Presentamos, así, un libro de pensamiento territorial vivo. Un homenaje que no mira al maestro desde el pedestal, sino que camina con él hacia los espacios que él amó: las barriadas donde la gente resuelve, las quebradas que aún guardan agua y memoria, los consejos comunales donde la democracia se ejerce sin micrófono. Porque honrar a Frutos Vivas no es repetir su nombre en actos protocolares, ni adornar con su efigie la portada de un volumen que luego dormirá en un estante. Es, más bien, continuar su obstinación: la de un hombre que creyó, hasta el último día, que un hábitat digno, ecológicamente responsable y estéticamente valioso es posible. Y que esa posibilidad no depende de los grandes capitales, sino de la inteligencia colectiva, la sensibilidad y el arraigo de quienes habitan el territorio.

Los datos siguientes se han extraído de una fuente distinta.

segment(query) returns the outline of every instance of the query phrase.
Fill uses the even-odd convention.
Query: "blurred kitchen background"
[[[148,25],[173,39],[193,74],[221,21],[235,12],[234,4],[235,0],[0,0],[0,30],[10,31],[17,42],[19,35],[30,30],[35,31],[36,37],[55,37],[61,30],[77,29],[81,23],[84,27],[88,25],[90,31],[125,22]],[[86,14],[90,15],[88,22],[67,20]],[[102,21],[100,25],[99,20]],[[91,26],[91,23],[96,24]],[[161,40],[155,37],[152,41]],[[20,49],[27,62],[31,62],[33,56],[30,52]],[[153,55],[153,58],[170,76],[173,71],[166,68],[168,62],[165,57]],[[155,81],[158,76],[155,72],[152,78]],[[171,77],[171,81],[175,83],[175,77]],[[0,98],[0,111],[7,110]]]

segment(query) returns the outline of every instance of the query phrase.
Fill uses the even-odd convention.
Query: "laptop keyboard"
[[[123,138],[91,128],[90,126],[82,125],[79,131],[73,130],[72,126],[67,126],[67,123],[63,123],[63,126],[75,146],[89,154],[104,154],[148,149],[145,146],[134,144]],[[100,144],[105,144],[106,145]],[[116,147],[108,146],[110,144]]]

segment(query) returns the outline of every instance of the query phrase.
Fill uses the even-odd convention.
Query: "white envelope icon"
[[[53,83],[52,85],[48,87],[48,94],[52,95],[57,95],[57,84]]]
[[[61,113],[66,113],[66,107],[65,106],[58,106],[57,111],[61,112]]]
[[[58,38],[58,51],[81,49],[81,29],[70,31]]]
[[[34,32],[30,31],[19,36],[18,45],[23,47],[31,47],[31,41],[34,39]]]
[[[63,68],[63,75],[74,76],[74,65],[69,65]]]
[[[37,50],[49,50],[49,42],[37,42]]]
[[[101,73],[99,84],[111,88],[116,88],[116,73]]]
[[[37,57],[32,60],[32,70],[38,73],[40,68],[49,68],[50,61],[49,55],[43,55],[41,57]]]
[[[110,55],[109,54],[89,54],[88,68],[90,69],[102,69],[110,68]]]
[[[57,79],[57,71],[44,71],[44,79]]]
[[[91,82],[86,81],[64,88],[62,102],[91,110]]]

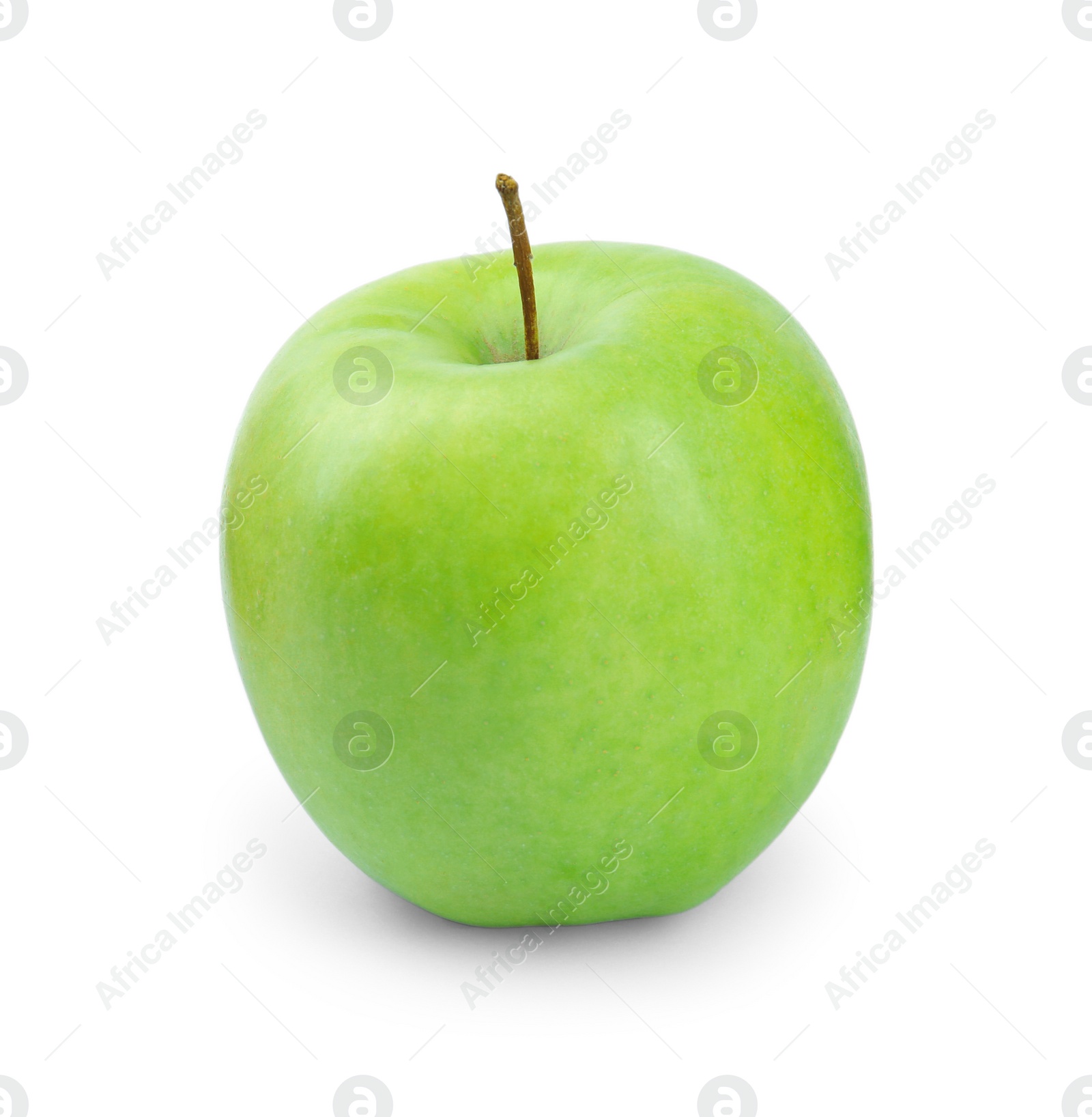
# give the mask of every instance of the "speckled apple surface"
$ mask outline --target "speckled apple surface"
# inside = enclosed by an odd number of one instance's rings
[[[774,840],[849,717],[861,448],[760,288],[664,248],[411,268],[314,315],[224,489],[258,724],[329,840],[487,926],[681,911]]]

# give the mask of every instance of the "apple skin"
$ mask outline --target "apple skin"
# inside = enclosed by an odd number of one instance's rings
[[[228,468],[231,638],[293,793],[397,895],[481,926],[682,911],[849,717],[861,448],[736,273],[554,244],[535,280],[537,362],[509,254],[368,284],[281,349]]]

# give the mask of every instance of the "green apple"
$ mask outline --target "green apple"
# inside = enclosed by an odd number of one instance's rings
[[[793,818],[856,693],[861,448],[753,283],[623,244],[354,290],[276,355],[228,468],[258,724],[346,857],[487,926],[681,911]]]

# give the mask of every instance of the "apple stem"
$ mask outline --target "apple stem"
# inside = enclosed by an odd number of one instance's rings
[[[519,202],[519,183],[507,174],[497,175],[497,192],[505,203],[508,231],[511,233],[511,255],[519,276],[519,297],[524,304],[524,352],[528,361],[538,360],[538,311],[535,306],[535,276],[530,269],[530,239],[524,207]]]

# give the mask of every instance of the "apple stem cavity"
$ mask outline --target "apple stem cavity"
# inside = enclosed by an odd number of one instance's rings
[[[524,353],[528,361],[538,360],[538,311],[535,307],[535,276],[530,269],[530,239],[524,207],[519,202],[519,183],[508,174],[497,175],[497,192],[505,203],[508,231],[511,233],[511,255],[519,276],[519,297],[524,304]]]

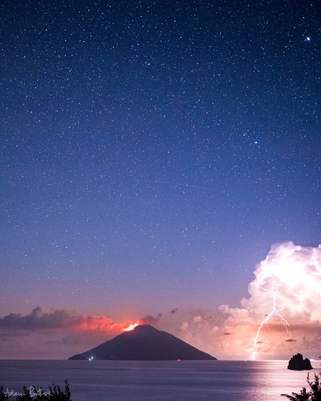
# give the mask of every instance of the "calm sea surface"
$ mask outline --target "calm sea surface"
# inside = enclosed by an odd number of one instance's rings
[[[285,400],[299,392],[307,371],[287,369],[285,360],[0,360],[0,386],[21,392],[35,385],[48,391],[68,379],[73,401]],[[310,377],[321,370],[312,362]]]

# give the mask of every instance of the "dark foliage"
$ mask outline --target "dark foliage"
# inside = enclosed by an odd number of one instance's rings
[[[281,394],[282,397],[286,397],[291,401],[321,401],[321,372],[314,375],[314,381],[310,381],[308,373],[307,381],[310,388],[307,392],[307,389],[304,387],[299,394],[292,393],[292,395],[288,394]]]
[[[59,386],[55,385],[54,383],[52,386],[49,387],[49,391],[45,391],[41,387],[37,389],[35,386],[31,386],[28,389],[24,386],[21,395],[8,397],[6,391],[4,391],[3,387],[2,386],[0,387],[0,401],[8,401],[8,400],[10,401],[49,401],[49,400],[50,401],[72,401],[70,398],[70,390],[67,379],[65,381],[65,391],[61,390]]]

A los lectores que se asomen a estas páginas, pues, les invitamos a no buscar aquí respuestas cerradas. Encontrarán, en cambio, preguntas en marcha, hallazgos parciales, testimonios que conmueven y propuestas que desafían. Encontrarán, sobre todo, la certeza de que el pensamiento de Frutos Vivas no es pieza de museo, sino semilla. Y como toda semilla, sigue germinando donde encuentra tierra fértil, agua y manos dispuestas a trabajarla.
Msc. Javier Leon
Prologo
No es casualidad que estas memorias lleven por título el nombre de un hombre que supo ver en la arquitectura algo más que muros y techos. Para Frutos Vivas, construir fue, ante todo, un acto de profundo respeto por la vida. En un país como Venezuela, bendecido por una naturaleza abrumadora pero, paradójicamente, a menudo violentado por sus propios habitantes, la voz de este arquitecto pionero se alzó como un faro lúcido y necesario. Nos enseñó que el hábitat humano no debe imponerse al paisaje, sino dialogar con él; que la técnica debe aliarse con la ecología, y que el desarrollo sostenible no es una moda académica, sino una urgencia ética.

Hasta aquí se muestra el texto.